Just as it was with the mighty Ayrton Senna in the 1980s and into the ’90s. Until Michael, Ross and Co came along with their Benetton. The Brazilian, who came from Sao Paulo, had this aura, this extreme confidence in his own exceptional gift. How tragic, how wasteful, that he was never to enjoy a farewell weekend from the sport he dominated with such artistry and vigour and not a little mystery. Those close to him say he had considered retirement, had begun to feel some tension about the dangers. The men he’d conquered had all retired unscathed and enriched, there was news of a rapprochement with Prost, the incredible McLaren years were closed and surely Senna had broad and thoughtful plans for his retirement. Somehow it seems poignant here at Interlagos, more so since his nephew Bruno has arrived in the paddock, carrying a more than passing resemblance to that unmistakable profile. Yet Senna will always be revered, and that’s not true of every champion. Some have clinched it, stayed too long and simply fizzled out. But Senna was, above all else, a racer. He loved the racing, just like the man about to tackle his last.

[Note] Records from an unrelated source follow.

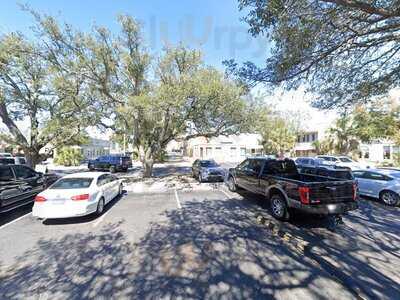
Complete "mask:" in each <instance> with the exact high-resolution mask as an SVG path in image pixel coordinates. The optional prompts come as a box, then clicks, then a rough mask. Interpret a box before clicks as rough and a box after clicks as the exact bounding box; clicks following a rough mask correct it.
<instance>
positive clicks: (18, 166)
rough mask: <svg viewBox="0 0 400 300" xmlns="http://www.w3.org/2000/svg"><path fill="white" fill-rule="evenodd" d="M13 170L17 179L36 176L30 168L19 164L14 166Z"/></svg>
mask: <svg viewBox="0 0 400 300" xmlns="http://www.w3.org/2000/svg"><path fill="white" fill-rule="evenodd" d="M14 171H15V176H16V177H17V178H18V179H27V178H32V177H35V176H36V173H35V172H34V171H33V170H32V169H30V168H28V167H24V166H20V165H16V166H14Z"/></svg>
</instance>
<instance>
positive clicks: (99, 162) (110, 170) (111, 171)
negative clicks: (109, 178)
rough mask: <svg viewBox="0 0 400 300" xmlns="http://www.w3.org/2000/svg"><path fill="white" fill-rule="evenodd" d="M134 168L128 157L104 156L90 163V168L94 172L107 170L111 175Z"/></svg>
mask: <svg viewBox="0 0 400 300" xmlns="http://www.w3.org/2000/svg"><path fill="white" fill-rule="evenodd" d="M130 167H132V160H131V158H130V157H129V156H126V155H118V154H114V155H103V156H99V157H98V158H96V159H94V160H90V161H89V162H88V168H89V170H90V171H93V170H107V171H110V172H111V173H115V172H117V171H124V172H126V171H127V170H128V168H130Z"/></svg>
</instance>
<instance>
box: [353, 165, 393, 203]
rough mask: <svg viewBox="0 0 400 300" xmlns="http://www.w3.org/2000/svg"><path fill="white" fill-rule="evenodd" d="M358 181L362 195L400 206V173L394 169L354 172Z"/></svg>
mask: <svg viewBox="0 0 400 300" xmlns="http://www.w3.org/2000/svg"><path fill="white" fill-rule="evenodd" d="M353 175H354V177H355V178H356V180H357V181H358V189H359V193H360V195H364V196H369V197H373V198H376V199H379V200H380V201H382V202H383V203H385V204H387V205H390V206H396V205H398V204H400V196H399V195H400V171H398V170H393V169H368V170H357V171H353Z"/></svg>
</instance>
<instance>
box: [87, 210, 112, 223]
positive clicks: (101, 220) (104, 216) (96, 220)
mask: <svg viewBox="0 0 400 300" xmlns="http://www.w3.org/2000/svg"><path fill="white" fill-rule="evenodd" d="M110 210H111V209H109V210H108V211H106V212H105V213H103V214H102V215H101V217H99V218H98V219H97V220H96V221H95V222H94V223H93V225H92V226H93V228H95V227H97V225H99V224H100V223H101V222H102V221H103V220H104V218H105V217H106V216H107V214H108V213H109V212H110Z"/></svg>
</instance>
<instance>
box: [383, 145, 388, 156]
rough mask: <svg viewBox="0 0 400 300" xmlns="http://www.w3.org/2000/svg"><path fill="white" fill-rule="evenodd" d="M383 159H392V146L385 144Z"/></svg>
mask: <svg viewBox="0 0 400 300" xmlns="http://www.w3.org/2000/svg"><path fill="white" fill-rule="evenodd" d="M383 159H390V146H383Z"/></svg>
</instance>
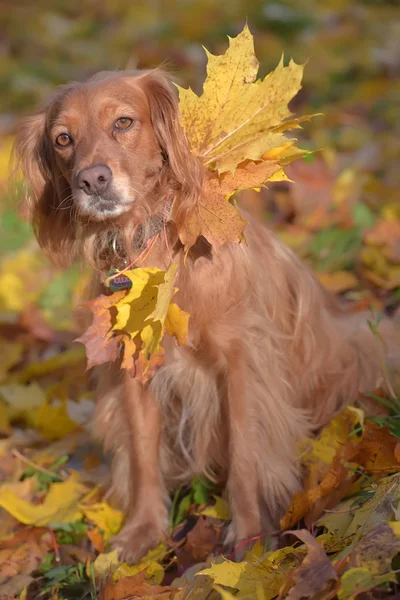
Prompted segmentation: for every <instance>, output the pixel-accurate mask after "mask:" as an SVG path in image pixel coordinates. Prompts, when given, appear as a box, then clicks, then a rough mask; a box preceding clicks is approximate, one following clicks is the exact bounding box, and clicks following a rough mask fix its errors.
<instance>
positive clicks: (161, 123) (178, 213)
mask: <svg viewBox="0 0 400 600" xmlns="http://www.w3.org/2000/svg"><path fill="white" fill-rule="evenodd" d="M140 83H141V85H142V89H143V91H144V92H145V94H146V96H147V99H148V102H149V106H150V115H151V121H152V125H153V128H154V132H155V134H156V137H157V140H158V143H159V145H160V148H161V152H162V154H163V156H164V159H165V161H166V162H167V165H168V168H169V170H170V174H171V177H172V180H173V183H174V184H175V187H176V191H177V192H178V196H179V202H178V203H177V206H176V213H175V216H174V220H175V221H176V222H177V221H180V220H182V219H184V215H185V214H186V212H187V211H188V210H190V208H191V207H193V203H194V202H195V201H196V199H198V198H199V196H200V194H201V190H202V184H203V176H204V170H203V167H202V165H201V163H200V161H199V159H198V158H197V157H195V156H194V155H193V154H192V153H191V152H190V148H189V143H188V140H187V138H186V135H185V132H184V131H183V129H182V127H181V125H180V122H179V106H178V99H177V95H176V93H175V91H174V90H173V89H172V86H171V83H170V80H169V77H168V76H167V75H166V74H165V73H163V72H161V71H158V70H155V71H151V72H149V73H146V74H145V75H143V76H142V77H141V78H140Z"/></svg>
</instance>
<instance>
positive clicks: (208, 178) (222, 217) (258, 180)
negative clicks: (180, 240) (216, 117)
mask: <svg viewBox="0 0 400 600" xmlns="http://www.w3.org/2000/svg"><path fill="white" fill-rule="evenodd" d="M279 169H280V166H279V163H278V162H277V161H275V160H273V161H272V160H271V161H260V162H257V163H254V162H251V161H246V162H245V163H243V164H242V165H241V166H240V168H238V169H237V170H236V172H235V175H233V174H232V173H224V174H222V175H220V176H218V175H217V174H215V173H214V174H213V175H210V176H209V177H208V179H207V181H206V184H205V188H204V195H203V197H202V198H201V199H200V200H199V202H198V204H197V206H196V208H195V209H194V210H192V211H191V212H189V213H188V215H187V216H186V218H185V220H184V222H183V224H182V225H181V226H180V227H179V237H180V240H181V242H182V244H183V245H184V246H185V250H189V249H190V248H191V246H193V244H194V243H195V242H196V240H197V238H198V237H199V235H203V236H204V237H205V238H206V239H207V240H208V241H209V242H210V244H212V245H213V246H214V247H218V246H221V245H223V244H226V243H227V242H240V241H241V239H242V236H243V231H244V229H245V227H246V221H245V220H244V219H243V218H242V217H241V216H240V214H239V212H238V211H237V209H236V207H235V206H234V205H233V204H231V203H230V202H229V201H228V198H229V197H230V196H231V195H232V193H233V192H234V191H237V190H243V189H249V188H258V187H260V186H261V185H262V184H263V183H264V182H265V181H266V180H267V179H268V178H269V177H270V176H272V175H273V174H274V173H276V172H277V171H279Z"/></svg>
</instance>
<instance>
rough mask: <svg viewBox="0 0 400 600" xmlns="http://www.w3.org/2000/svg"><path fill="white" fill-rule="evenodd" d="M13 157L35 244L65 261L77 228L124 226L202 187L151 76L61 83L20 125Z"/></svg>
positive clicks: (160, 75) (99, 228)
mask: <svg viewBox="0 0 400 600" xmlns="http://www.w3.org/2000/svg"><path fill="white" fill-rule="evenodd" d="M15 151H16V155H17V158H18V160H19V163H20V165H21V166H22V170H23V172H24V175H25V178H26V179H27V181H28V183H29V184H30V193H29V195H28V210H29V215H30V218H31V220H32V221H33V223H34V225H35V228H36V233H37V237H38V239H39V242H40V244H41V245H42V247H44V248H45V249H46V250H47V251H48V253H49V254H50V256H51V257H52V258H53V260H55V261H56V262H59V263H64V264H65V263H67V262H68V261H69V259H70V258H72V256H73V254H74V253H76V250H77V246H78V245H79V244H77V230H78V229H79V230H80V234H79V235H80V236H82V231H84V230H85V228H86V229H87V230H88V231H89V230H90V231H93V228H96V227H97V229H98V230H99V231H100V230H102V229H103V230H104V229H106V228H107V227H108V228H110V227H113V228H114V229H115V228H118V227H123V226H124V224H126V223H127V222H128V221H130V222H131V223H132V222H135V221H138V220H142V219H143V218H144V217H145V216H146V215H147V216H148V215H151V214H154V213H155V212H157V211H158V210H160V206H159V205H160V203H162V202H163V200H165V196H166V194H168V193H170V192H171V191H172V192H176V193H177V194H178V195H180V196H181V199H180V203H181V204H182V206H184V205H185V203H186V205H187V204H188V200H187V198H186V200H185V197H188V198H192V197H194V195H195V194H196V193H197V192H198V189H199V188H200V187H201V169H200V167H199V164H198V162H197V160H196V159H195V158H194V157H193V156H192V155H191V154H190V152H189V148H188V144H187V140H186V137H185V135H184V133H183V131H182V129H181V127H180V125H179V114H178V102H177V98H176V95H175V93H174V92H173V91H172V89H171V86H170V83H169V81H168V78H167V77H166V76H165V75H164V74H163V73H161V72H159V71H151V72H133V73H132V72H128V71H122V72H120V73H114V72H111V73H99V74H98V75H96V76H95V77H93V78H92V79H90V80H89V81H87V82H86V83H74V84H69V85H67V86H64V87H62V88H61V89H60V91H59V92H58V93H57V94H56V95H55V97H54V98H52V99H51V100H50V101H49V102H48V103H47V104H46V105H45V106H44V108H43V109H42V110H41V111H40V112H38V113H37V114H36V115H34V116H33V117H30V118H28V119H27V120H26V121H25V122H24V123H23V124H22V125H21V127H20V129H19V131H18V133H17V138H16V144H15Z"/></svg>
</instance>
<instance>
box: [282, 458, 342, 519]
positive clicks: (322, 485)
mask: <svg viewBox="0 0 400 600" xmlns="http://www.w3.org/2000/svg"><path fill="white" fill-rule="evenodd" d="M348 475H349V471H348V469H346V468H345V467H344V466H343V465H341V464H340V463H339V462H338V461H335V463H334V464H333V465H332V466H331V468H330V470H329V471H328V473H327V474H326V475H325V476H324V477H323V479H322V481H321V482H320V483H319V484H318V485H316V486H315V487H312V488H311V489H309V490H306V491H304V492H296V493H295V495H294V496H293V498H292V501H291V503H290V506H289V508H288V510H287V511H286V514H285V515H284V517H282V519H281V522H280V527H281V529H283V530H285V529H289V527H293V525H295V524H296V523H298V522H299V521H300V519H303V518H304V517H305V516H306V515H307V514H308V513H309V512H310V510H311V509H312V508H313V507H314V506H315V504H316V503H317V502H318V501H319V500H320V499H321V498H325V497H326V496H328V494H331V493H332V492H333V491H334V490H337V489H339V486H341V485H342V484H343V483H344V481H345V480H346V478H347V477H348ZM344 493H345V492H344Z"/></svg>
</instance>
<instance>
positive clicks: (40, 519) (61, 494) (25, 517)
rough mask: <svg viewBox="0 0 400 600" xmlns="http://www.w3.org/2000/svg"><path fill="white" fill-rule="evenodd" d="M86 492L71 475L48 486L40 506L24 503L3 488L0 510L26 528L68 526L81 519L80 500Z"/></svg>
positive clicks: (83, 486) (80, 509)
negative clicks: (19, 523)
mask: <svg viewBox="0 0 400 600" xmlns="http://www.w3.org/2000/svg"><path fill="white" fill-rule="evenodd" d="M86 491H87V490H86V487H85V486H84V485H83V484H82V483H81V482H80V481H79V474H78V473H75V472H73V473H72V474H71V475H70V477H69V478H68V479H67V480H66V481H62V482H60V483H53V484H52V485H51V486H50V489H49V491H48V493H47V495H46V497H45V499H44V501H43V502H42V504H33V503H31V502H28V501H27V500H23V499H22V498H19V497H18V496H16V495H15V494H14V493H13V492H12V491H11V490H10V489H8V486H7V485H4V486H3V487H2V488H1V489H0V506H1V507H2V508H4V509H5V510H6V511H7V512H9V513H10V514H11V515H12V516H13V517H14V518H15V519H17V521H19V522H20V523H24V524H25V525H35V526H36V527H41V526H43V527H45V526H46V525H50V524H51V523H71V522H73V521H76V520H78V519H79V518H80V517H82V511H81V509H80V508H79V500H80V499H81V498H82V496H83V494H84V493H85V492H86Z"/></svg>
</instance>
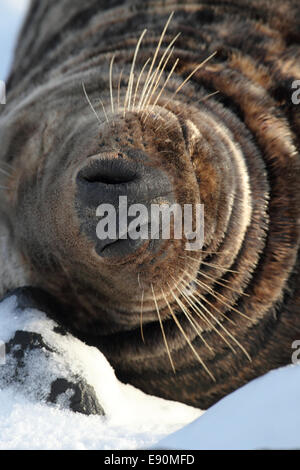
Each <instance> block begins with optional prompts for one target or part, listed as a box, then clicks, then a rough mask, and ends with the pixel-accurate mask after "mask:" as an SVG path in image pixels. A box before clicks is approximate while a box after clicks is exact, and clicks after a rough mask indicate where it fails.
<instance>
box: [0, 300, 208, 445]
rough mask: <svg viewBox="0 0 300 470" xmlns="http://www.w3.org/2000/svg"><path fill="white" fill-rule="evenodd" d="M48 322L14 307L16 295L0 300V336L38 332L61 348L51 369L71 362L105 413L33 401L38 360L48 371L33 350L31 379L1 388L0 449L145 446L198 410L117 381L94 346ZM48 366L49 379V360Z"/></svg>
mask: <svg viewBox="0 0 300 470" xmlns="http://www.w3.org/2000/svg"><path fill="white" fill-rule="evenodd" d="M53 326H54V322H53V321H52V320H49V319H48V318H47V317H46V316H45V314H44V313H42V312H39V311H37V310H29V309H28V310H25V311H22V312H19V311H18V310H17V309H16V300H15V297H10V298H8V299H6V300H5V301H4V302H2V304H0V340H2V341H4V342H7V341H9V340H10V339H11V338H12V337H13V336H14V332H15V331H16V330H25V331H34V332H36V333H40V334H42V336H43V338H44V339H45V340H46V342H47V343H49V344H51V345H52V346H55V347H57V348H58V349H59V350H60V352H61V353H62V355H61V356H60V355H57V356H56V357H55V360H56V362H55V364H54V365H55V367H56V371H57V370H60V371H63V372H64V374H65V373H66V371H67V369H68V367H69V366H70V367H71V369H72V372H78V373H79V374H80V375H81V376H83V377H85V379H86V380H87V382H88V383H89V384H90V385H92V386H93V387H94V389H95V391H96V394H97V397H98V399H99V402H100V404H101V405H102V406H103V408H104V410H105V413H106V416H105V417H101V416H85V415H82V414H79V413H73V412H71V411H67V410H63V409H60V408H59V407H58V406H55V405H49V404H45V403H43V402H36V401H34V396H35V392H36V388H37V387H42V383H41V381H42V379H41V378H40V377H39V374H38V372H39V370H38V367H37V366H38V364H40V374H41V377H42V378H43V381H44V382H46V379H47V371H45V370H44V367H43V366H44V364H43V363H41V362H40V363H38V362H37V358H36V357H35V354H33V356H32V357H30V361H31V362H30V364H32V369H33V371H31V374H32V380H31V382H30V383H29V384H27V383H26V384H25V386H24V388H23V389H22V387H19V386H18V385H17V384H16V385H15V386H9V387H8V388H4V389H2V390H0V449H109V450H114V449H127V450H128V449H137V448H149V447H150V446H152V445H154V444H155V442H157V441H158V440H159V439H161V438H162V437H164V436H166V435H167V434H169V433H171V432H174V431H175V430H177V429H179V428H181V427H182V426H184V425H185V424H187V423H189V422H191V421H193V420H194V419H195V418H197V417H198V416H200V414H201V411H200V410H197V409H194V408H191V407H188V406H186V405H183V404H180V403H176V402H171V401H166V400H162V399H159V398H156V397H151V396H148V395H146V394H144V393H142V392H141V391H139V390H137V389H135V388H134V387H132V386H130V385H124V384H122V383H120V382H119V381H118V380H117V379H116V377H115V375H114V371H113V369H112V368H111V366H110V365H109V363H108V362H107V360H106V359H105V358H104V356H103V355H102V354H101V353H100V352H99V351H98V350H97V349H96V348H93V347H88V346H86V345H85V344H83V343H82V342H81V341H79V340H77V339H76V338H73V337H72V336H70V335H67V336H60V337H58V336H57V335H55V333H54V332H53ZM58 341H59V343H58ZM63 361H64V362H63ZM47 366H48V367H49V374H50V379H51V378H52V375H51V374H52V373H53V370H54V369H53V367H52V366H53V364H52V365H51V364H47ZM0 367H1V366H0ZM51 367H52V369H51ZM0 372H1V371H0Z"/></svg>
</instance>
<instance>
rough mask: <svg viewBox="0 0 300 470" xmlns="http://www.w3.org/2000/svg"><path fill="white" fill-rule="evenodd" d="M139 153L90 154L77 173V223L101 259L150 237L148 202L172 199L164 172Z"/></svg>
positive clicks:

2006 Brazilian gp, Michael Schumacher

Schumacher flanked by his Ferrari team in the pit lane following the ’06 Brazil race

MARCUS BRANDT/AFP via Getty Images

Before the start Michael accepts a trophy from Pele. Then it’s into the car, warm-up lap, lights out and go for anything that even resembles a gap. Winning today was a real possibility, and he dealt with the immediate intruders in short order, helped by the demise of both Toyotas. Next up is Fisichella. Down the main straight and into the first corner, breathtakingly late on the brakes, he chops in front of the Renault, throwing the Ferrari down the hill, hard over the kerbs, hunting down his next victim. But something is not right. The red car slows, beginning to squat down on a punctured rear tyre. He would have walked it, been on the plane home before the rest had finished. But of course he gets it back to the pits and now the masterclass really begins. From 19th place Schumacher swats them out of his path, finally bearing down on Raikkonen. The retiring man and the coming man are side by side into the first corner, the grandstands are trembling, people are screaming with excitement. Next year’s Ferrari man gives the Big Man an inch and Schumacher squeezes through into fourth. You can almost feel the aggression of the champion on his final day. It’s been a stunning drive but there are no laps left, and he will end this extraordinary era in parc fermé while Massa celebrates his win, while Alonso soaks up another championship.

From the archive

Much later, in the dusk, he appears from the garages for one last duty with the patiently waiting media. He looks just a little deflated. “A great end to the season in terms of car performance; we had the pure speed to lap everybody. But, for me, it didn’t work out well.” The team didn’t seem sure whether to laugh or cry, celebrate or commiserate. Ross Brawn, so crucial an element in the Schumacher supremacy, looked underwhelmed, not exactly ecstatic, on the verge of his sabbatical. Michael’s wife Corinna, waiting patiently for all this to end, said she was pleased to be going home.

Like Fangio, he has devoted some of the best years of his life to the sport. To get the racing out of his system will be a painful process, and there will be those who try to tempt Michael Schumacher back into the cockpit. His old adversary Mika Hakkinen, who retired saying he wanted to spend more time with his family, thinks that there will be a second coming, though in what form he is not sure. The man himself does not have an answer to this question, saying only: “There are a lot of questions I don’t have answers to.” That in itself will be something of a luxury for him in the coming months.

There is a feeling that Schumacher has won the battle but lost the war. Like a footprint in the sand, his space will be quickly filled. Grand prix racing is a constantly, and rapidly, shifting landscape. For most of us Brits our sense of fair play stops us from adoring this world champion. There was just too much diving in the penalty area. But to watch him race, now that was exciting.